All the RNS designs included a 3000-pound radiation shield on top of the NERVA I to create a conical radiation “shadow” for crew protection, but also relied on the vehicle’s propellants and structure for supplemental shielding. Osias asserted that “in regard to radiation shielding. . .the most optimistic results are being accepted and attention to the problem is diminishing.”

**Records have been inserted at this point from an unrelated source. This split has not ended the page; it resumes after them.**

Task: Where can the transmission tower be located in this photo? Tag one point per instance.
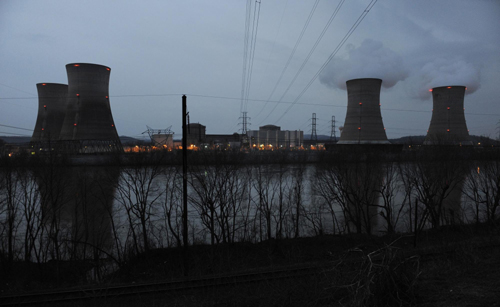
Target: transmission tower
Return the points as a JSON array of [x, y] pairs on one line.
[[245, 123], [333, 135], [314, 136]]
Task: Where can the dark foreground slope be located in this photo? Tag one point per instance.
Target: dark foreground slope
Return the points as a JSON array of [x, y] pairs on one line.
[[453, 266]]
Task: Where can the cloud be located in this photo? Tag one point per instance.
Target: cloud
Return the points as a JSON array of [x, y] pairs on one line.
[[370, 60]]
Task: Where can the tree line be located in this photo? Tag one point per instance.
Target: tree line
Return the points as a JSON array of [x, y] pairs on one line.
[[50, 211]]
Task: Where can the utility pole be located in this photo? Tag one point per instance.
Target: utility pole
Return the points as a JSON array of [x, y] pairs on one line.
[[333, 135], [184, 188], [244, 125]]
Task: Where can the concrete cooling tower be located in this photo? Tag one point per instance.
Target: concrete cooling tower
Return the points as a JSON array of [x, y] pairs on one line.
[[52, 99], [363, 123], [88, 126], [448, 125]]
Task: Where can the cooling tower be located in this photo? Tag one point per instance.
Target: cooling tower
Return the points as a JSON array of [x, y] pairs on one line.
[[52, 98], [448, 125], [89, 123], [363, 123]]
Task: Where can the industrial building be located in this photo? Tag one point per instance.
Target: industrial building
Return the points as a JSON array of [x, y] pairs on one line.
[[52, 99], [272, 137], [88, 126], [363, 123], [448, 125]]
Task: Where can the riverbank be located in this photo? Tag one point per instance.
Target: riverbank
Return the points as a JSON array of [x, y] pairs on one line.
[[452, 266]]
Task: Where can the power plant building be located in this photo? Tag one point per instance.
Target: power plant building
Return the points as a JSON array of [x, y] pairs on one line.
[[88, 126], [272, 137], [52, 99], [363, 123], [448, 125]]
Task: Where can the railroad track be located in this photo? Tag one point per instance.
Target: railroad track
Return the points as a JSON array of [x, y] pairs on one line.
[[177, 286]]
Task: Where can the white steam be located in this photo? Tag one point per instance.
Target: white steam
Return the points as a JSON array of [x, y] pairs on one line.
[[370, 60], [446, 72]]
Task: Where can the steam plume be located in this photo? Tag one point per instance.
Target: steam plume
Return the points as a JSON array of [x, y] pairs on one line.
[[370, 60], [445, 72]]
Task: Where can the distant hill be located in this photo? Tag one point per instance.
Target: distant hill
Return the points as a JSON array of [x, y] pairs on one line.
[[409, 140]]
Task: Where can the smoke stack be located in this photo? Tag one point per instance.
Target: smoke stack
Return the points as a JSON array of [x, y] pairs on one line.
[[363, 122], [52, 99], [448, 125], [89, 122]]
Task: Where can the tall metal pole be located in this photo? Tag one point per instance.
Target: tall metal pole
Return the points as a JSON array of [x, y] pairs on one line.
[[184, 187]]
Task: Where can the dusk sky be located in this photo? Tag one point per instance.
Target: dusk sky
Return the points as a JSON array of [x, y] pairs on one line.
[[159, 50]]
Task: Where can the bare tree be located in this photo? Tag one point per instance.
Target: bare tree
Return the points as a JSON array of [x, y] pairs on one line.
[[482, 186], [139, 193]]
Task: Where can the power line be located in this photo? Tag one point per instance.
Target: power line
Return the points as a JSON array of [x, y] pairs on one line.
[[273, 101], [318, 40], [14, 127], [290, 56], [342, 42], [14, 133]]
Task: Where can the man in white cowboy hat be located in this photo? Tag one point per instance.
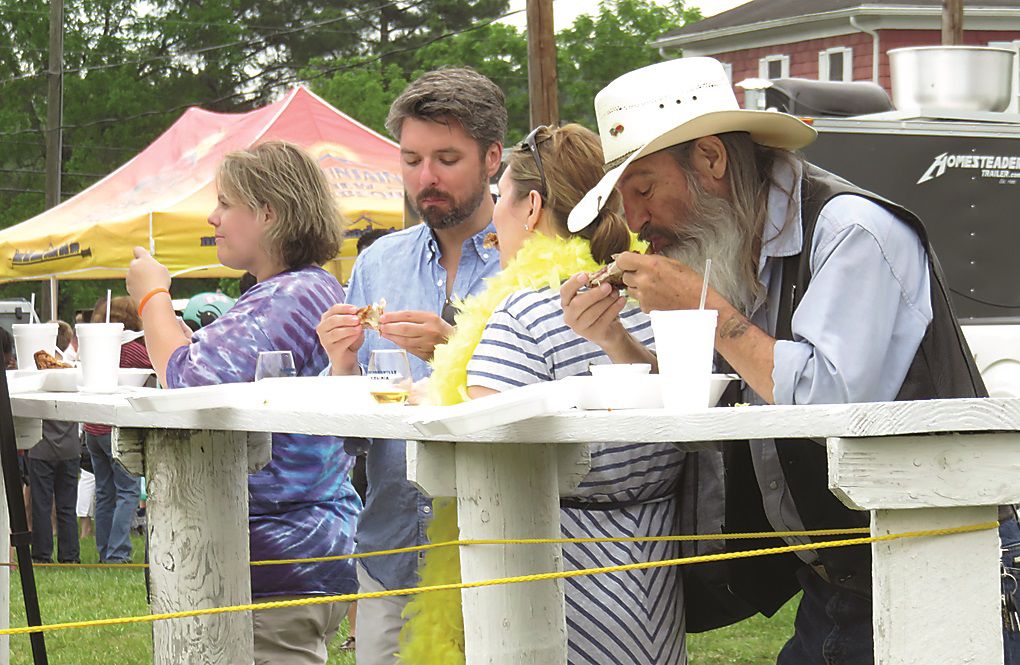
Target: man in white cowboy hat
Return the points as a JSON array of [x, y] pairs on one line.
[[825, 294]]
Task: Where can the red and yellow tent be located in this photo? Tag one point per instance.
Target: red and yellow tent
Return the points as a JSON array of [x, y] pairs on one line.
[[161, 198]]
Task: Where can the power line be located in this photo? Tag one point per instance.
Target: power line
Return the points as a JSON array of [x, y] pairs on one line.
[[283, 82], [207, 49]]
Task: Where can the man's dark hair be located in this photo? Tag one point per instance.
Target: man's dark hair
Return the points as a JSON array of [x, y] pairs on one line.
[[455, 93], [370, 237]]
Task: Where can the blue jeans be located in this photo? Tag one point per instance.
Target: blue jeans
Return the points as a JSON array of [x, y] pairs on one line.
[[116, 501], [1009, 535], [833, 625]]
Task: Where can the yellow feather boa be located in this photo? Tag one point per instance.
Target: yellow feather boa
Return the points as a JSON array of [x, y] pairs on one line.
[[434, 633]]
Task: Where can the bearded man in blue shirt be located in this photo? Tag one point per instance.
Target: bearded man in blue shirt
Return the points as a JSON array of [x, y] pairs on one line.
[[825, 294], [450, 124]]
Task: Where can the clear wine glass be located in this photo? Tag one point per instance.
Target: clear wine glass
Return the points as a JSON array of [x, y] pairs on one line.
[[391, 374], [271, 364]]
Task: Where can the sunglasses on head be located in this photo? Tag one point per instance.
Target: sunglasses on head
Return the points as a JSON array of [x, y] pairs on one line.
[[530, 143]]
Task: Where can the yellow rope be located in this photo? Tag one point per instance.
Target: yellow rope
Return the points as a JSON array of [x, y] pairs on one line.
[[448, 544], [505, 580]]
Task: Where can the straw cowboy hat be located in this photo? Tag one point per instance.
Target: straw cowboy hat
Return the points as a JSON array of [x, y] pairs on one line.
[[670, 103]]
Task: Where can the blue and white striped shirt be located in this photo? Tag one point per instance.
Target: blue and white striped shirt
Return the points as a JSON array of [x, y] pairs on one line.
[[630, 618]]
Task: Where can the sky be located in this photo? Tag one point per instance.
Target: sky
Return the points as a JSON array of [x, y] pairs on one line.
[[564, 11]]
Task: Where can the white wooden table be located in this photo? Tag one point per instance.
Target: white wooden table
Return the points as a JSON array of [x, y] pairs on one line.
[[507, 478]]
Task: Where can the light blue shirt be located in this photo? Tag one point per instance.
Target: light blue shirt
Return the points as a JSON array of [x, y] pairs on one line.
[[404, 268], [858, 325]]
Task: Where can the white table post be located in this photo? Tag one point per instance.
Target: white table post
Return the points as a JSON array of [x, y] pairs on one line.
[[4, 575], [197, 508], [934, 598], [506, 492]]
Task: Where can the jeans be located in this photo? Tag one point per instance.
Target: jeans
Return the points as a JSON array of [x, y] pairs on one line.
[[833, 625], [116, 501], [54, 479], [1009, 535]]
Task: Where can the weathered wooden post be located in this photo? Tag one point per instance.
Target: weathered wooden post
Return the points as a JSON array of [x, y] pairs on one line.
[[914, 483], [507, 492], [4, 575], [198, 534]]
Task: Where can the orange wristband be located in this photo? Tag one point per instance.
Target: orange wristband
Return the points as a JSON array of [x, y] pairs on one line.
[[148, 296]]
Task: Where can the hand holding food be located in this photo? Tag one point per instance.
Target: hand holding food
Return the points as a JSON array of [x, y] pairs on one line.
[[341, 331], [369, 314], [417, 333]]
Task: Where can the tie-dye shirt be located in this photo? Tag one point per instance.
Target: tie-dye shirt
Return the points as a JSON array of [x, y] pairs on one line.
[[302, 504]]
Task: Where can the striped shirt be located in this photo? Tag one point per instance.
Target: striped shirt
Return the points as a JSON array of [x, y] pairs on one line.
[[626, 618], [134, 354], [301, 504]]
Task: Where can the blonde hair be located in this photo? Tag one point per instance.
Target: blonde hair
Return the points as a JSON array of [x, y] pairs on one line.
[[308, 226], [571, 159]]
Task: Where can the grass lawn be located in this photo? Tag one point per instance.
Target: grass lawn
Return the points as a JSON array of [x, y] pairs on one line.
[[75, 595]]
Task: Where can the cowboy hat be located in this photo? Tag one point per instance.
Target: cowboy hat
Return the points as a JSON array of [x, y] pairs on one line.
[[669, 103]]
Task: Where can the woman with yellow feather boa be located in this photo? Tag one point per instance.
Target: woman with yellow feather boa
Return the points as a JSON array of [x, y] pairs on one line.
[[513, 334]]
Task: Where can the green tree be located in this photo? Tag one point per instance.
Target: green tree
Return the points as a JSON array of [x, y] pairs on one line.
[[599, 48], [592, 52]]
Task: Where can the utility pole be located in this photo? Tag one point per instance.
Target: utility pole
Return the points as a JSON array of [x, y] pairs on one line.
[[952, 22], [542, 80], [54, 106]]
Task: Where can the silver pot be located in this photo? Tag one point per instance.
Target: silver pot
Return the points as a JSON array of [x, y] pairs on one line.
[[952, 78]]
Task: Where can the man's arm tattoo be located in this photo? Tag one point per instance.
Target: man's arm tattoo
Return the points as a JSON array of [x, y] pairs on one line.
[[734, 326]]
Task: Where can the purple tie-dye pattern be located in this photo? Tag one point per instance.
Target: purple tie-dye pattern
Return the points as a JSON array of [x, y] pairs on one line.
[[302, 503]]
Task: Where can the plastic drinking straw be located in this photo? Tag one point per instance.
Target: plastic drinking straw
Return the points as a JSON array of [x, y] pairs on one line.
[[708, 269]]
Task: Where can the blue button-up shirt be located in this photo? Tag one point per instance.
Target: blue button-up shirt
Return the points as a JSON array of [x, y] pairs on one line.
[[857, 327], [404, 268]]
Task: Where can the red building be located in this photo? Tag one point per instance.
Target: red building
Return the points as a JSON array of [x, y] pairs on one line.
[[835, 40]]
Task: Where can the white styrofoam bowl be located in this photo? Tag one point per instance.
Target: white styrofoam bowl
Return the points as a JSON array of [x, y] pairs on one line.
[[631, 391]]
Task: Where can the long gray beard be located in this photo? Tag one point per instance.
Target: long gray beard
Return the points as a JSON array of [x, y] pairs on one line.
[[712, 232]]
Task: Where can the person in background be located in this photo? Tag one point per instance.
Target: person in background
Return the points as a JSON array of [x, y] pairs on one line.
[[116, 490], [85, 506], [450, 124], [275, 217], [7, 349], [53, 465], [203, 309], [246, 282]]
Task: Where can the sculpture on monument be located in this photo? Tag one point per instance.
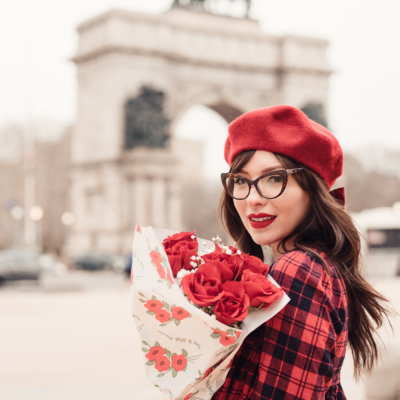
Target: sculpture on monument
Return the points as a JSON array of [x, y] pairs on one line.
[[145, 122], [206, 5]]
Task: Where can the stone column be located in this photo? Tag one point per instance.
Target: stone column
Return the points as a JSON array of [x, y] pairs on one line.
[[175, 205], [158, 209], [141, 197]]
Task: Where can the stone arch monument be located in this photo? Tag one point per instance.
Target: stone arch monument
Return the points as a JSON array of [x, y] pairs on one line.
[[225, 63]]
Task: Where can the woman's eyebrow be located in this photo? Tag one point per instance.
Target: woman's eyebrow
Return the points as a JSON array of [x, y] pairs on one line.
[[265, 170]]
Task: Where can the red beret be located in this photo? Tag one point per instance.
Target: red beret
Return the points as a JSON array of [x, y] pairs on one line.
[[287, 131]]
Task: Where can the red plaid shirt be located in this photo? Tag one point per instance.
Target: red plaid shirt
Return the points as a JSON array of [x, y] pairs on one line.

He also noted that, as liquid hydrogen was expended as propellant, it would cease to be available to serve as radiation shielding. As the RNS tank or tanks emptied, crew radiation dose would thus steadily increase. To solve this problem, NAR had developed a “stand-pipe” single-tank RNS concept, in which a cylindrical “central column” running the length of the main tank stood between the crew and the NERVA I engine. The central column would remain filled with hydrogen until the surrounding main tank was emptied. MDAC, for its part, had developed a “hybrid” RNS shielding design that included a small hydrogen tank between the bottom of the main tank and the top of the NERVA I engine.
Osias postulated a maximum allowable radiation dose for an astronaut from sources other than cosmic rays of between 10 and 25 Roentgen Equivalent Man (REM) per year. Astronauts riding an RNS would, however, receive 10 REM each time its NERVA I engine operated. An astronaut 10 miles behind or to the side of an RNS operating at full power would receive a radiation dose of between 25 and 30 REM per hour. Osias noted that the NFSD contractors had recommended that no piloted spacecraft approach to within 100 miles of an operating NERVA I engine.
Radiation created other operational problems, Osias added. Spacecraft could dock with an RNS by approaching through the cone-shaped radiation shadow that protected its crew. Docking an RNS to a large vehicle that protruded beyond the shadow – for example, a space station or a liquid hydrogen propellant depot – would, however, generate obvious problems. The large vehicle’s crew might be exposed to radiation from the NERVA I; more insidiously, the large vehicle’s structure would reflect radiation back at the RNS, endangering its crew.
The NERVA I engine would emit radiation not only while it was in operation; it would also generate spent nuclear fuel that would emit harmful levels of radiation for decades or centuries. Osias noted that NAR had “repeatedly emphasized [that] maintainability is essential to economic operation of the RNS.” A spacewalking repairman who approached to within 400 feet of the side of an RNS 10 days after its tenth (and, going by MSFC’s traffic model, final) Earth-moon roundtrip would, however, receive one REM per hour from the spent fuel it contained. Maintenance robots might replace the servicing capabilities of astronauts, Osias noted, but such systems would need expensive development.
Osias also reported that the “NFSD contractors. . .devoted little effort to [studying] emergency operations and malfunctions,” adding that “[n]uclear systems, more than chemical propulsion vehicles, have the ability to involve the general population of the [E]arth in a space accident.” A NERVA I explosion in LEO, for example, could lead to “random reentry of large pieces of radioactive material” that would probably survive reentry heating and strike Earth’s surface. He urged that prevention of “return of the NERVA engine to the [E]arth’s surface. . .be a basic rule of nuclear propulsion planning.”